“One of the greatest inventors of the last century” On October 5, 2011 Steve Jobs died, and with this epitaph the worldwide media said goodbye. Three years after his death, we look back on the inventor side of his legacy, as contentious and controversial as the rest of his personality.
His name appears as the author of 346 patents in the US registry, but his actual role in all these innovations has been challenged, as he really had no skills as a designer or engineer. In fact, his official biographer, Walter Isaacson, describes him as a tweaker: someone who, rather than invent, was devoted to tweaking and refining already-invented devices and technologies in order to simplify their use.
Macintosh: A great leap in the career of Steve Jobs was the introduction of the original Macintosh (1984), the first consumer computer with a graphical user interface. In other words, it had an operating system with windows and icons, and a mouse to move between them. This idea did not originate with Steve Jobs. It’s well known how he was inspired during a visit to the Xerox research centre, where all these ideas had already been developed. But Jobs managed to pack them all into a revolutionary computer, adding a few touches of his own.
Typography on screen: One of the major innovations of the original Macintosh was that it showed on the screen the font chosen for the text. Until then, what was drawn on computer screens was just like on a typewriter. It was on the insistence of Steve Jobs that the first Mac had the ability to display different fonts. As he explained in his famous speech at Stanford University, this effort was due to a fleeting period in college when he was bored and decided to take a course in calligraphy.
Mouse: Steve Jobs was not the inventor of the mouse, but during his career at the head of Apple, one of his obsessions was to perfect this device for communicating with computers, though the results were rather disparate. He first got it right with the simple one-button mouse for the original Macintosh, much simpler than the mice that he had discovered on his visit to Xerox PARC. Next, on the launch of the iMac, he insisted on the idea of a single-button mouse, but with a circular design that made it much more uncomfortable and confusing to users. Finally, with his immodest “Mighty Mouse” and “Magic Mouse,” he corrected the mistake and took his idea even further: Apple mice no longer have any buttons.
iMac (1998) + iPod (2001) + iPad (2010): These three devices fall into the same category. With them, the Californian “tweaker” proposed reinventing three devices that seemed to him to be stagnant and/or useless: the personal computer, the MP3 player and the tablet PC. In all three cases his strategy was the same. He led teams of talented designers and software engineers and had them invent more and more prototypes. Then he eliminated the vast majority until he was left with one that did not upset him and, from that prototype, he had them start over, once again refining, looking for simplicity and beauty.
iPhone: This same “Jobs method” was the key to developing the iPhone, perhaps the technological work that definitively exalted the president of Apple in 2007. Rather than reinventing the smartphone, the iPhone integrated functions of other mobile devices such as MP3 players, GPS navigators or even cameras, almost sweeping the market.
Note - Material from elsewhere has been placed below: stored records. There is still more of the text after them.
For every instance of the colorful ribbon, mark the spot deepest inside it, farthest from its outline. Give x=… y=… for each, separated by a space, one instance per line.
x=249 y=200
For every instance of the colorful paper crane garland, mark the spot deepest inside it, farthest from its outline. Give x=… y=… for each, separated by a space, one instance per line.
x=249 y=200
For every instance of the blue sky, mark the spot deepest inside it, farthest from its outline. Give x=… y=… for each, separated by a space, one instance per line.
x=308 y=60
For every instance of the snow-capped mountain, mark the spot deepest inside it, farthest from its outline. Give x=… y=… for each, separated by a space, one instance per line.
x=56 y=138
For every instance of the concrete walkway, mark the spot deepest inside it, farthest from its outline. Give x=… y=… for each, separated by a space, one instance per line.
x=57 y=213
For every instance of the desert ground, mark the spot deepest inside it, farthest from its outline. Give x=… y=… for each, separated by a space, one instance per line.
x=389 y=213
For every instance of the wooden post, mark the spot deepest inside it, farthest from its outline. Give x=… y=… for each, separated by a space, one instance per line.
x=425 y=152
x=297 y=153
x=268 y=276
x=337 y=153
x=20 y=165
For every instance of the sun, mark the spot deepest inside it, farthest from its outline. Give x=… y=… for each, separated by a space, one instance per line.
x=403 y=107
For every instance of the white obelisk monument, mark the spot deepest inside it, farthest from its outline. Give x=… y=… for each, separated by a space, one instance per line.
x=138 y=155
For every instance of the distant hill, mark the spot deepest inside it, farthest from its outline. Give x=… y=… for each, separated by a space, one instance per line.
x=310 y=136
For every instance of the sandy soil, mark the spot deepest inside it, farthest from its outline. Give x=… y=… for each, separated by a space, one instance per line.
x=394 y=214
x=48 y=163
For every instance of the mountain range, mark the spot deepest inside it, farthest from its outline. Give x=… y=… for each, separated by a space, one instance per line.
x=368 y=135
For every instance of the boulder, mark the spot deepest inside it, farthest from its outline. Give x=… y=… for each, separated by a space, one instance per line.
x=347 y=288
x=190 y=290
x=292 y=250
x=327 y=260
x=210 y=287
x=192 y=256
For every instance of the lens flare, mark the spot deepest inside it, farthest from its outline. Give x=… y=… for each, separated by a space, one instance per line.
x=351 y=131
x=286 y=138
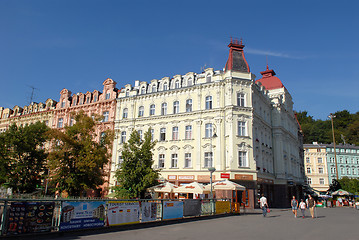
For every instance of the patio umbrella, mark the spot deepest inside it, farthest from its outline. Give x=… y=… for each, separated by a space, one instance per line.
x=193 y=187
x=228 y=185
x=166 y=187
x=341 y=192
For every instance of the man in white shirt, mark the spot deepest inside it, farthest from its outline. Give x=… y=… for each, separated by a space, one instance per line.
x=263 y=204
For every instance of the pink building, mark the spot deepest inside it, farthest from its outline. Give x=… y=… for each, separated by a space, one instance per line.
x=92 y=103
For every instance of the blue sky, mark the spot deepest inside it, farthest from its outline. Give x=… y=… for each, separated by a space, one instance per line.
x=313 y=46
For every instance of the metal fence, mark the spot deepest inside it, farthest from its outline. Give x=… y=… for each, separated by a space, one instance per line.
x=28 y=216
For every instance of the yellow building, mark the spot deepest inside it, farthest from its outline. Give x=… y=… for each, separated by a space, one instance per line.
x=220 y=119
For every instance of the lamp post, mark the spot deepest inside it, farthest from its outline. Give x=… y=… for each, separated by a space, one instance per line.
x=331 y=116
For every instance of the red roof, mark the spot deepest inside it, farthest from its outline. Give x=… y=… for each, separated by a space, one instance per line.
x=269 y=81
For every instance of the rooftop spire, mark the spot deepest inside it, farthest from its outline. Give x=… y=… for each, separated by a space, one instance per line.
x=236 y=60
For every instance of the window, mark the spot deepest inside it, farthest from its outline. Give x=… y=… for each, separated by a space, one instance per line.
x=174 y=160
x=208 y=128
x=240 y=100
x=125 y=113
x=161 y=161
x=208 y=159
x=141 y=111
x=175 y=133
x=105 y=116
x=152 y=109
x=152 y=134
x=189 y=105
x=188 y=134
x=241 y=128
x=187 y=160
x=120 y=161
x=140 y=134
x=176 y=107
x=163 y=134
x=60 y=123
x=123 y=137
x=164 y=109
x=242 y=159
x=309 y=180
x=321 y=181
x=209 y=102
x=177 y=84
x=189 y=82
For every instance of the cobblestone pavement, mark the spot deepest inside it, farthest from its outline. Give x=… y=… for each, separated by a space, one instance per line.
x=331 y=223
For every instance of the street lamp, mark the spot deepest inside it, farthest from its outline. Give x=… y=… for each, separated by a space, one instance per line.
x=331 y=116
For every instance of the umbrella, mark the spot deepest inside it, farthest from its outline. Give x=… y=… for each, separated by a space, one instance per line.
x=228 y=185
x=341 y=192
x=193 y=187
x=166 y=187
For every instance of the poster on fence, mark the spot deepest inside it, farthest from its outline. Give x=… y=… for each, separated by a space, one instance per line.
x=172 y=209
x=148 y=211
x=30 y=217
x=223 y=207
x=80 y=215
x=192 y=207
x=125 y=212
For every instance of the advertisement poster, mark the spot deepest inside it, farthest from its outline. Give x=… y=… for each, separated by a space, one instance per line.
x=172 y=209
x=192 y=207
x=80 y=215
x=148 y=211
x=30 y=217
x=223 y=207
x=123 y=212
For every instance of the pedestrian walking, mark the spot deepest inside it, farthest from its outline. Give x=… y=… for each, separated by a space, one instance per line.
x=311 y=205
x=263 y=204
x=294 y=204
x=302 y=207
The key to integrating all these capabilities into a single terminal was reinventing the operating system, again putting together pieces that already existed: icons, touchscreens and gesture control (like using two fingers to enlarge or reduce a picture on the iPhone, or swiping the screen to unlock the phone).
After the announcement of the iPhone in January 2007, the competitors of Apple began working on this same product line, and from there arose the disagreements of Jobs with executives from Google and Samsung. The great “tweaker” disliked that others were inspired by his creations. Thus he started a patent war in which he won a great battle posthumously: in October 2013, Apple won a patent that gathers together, in 364 pages, many details of the original iPhone. Apple had just passed two years from the death of its technological father, and that macro-patent became known as the “Steve Jobs Patent”.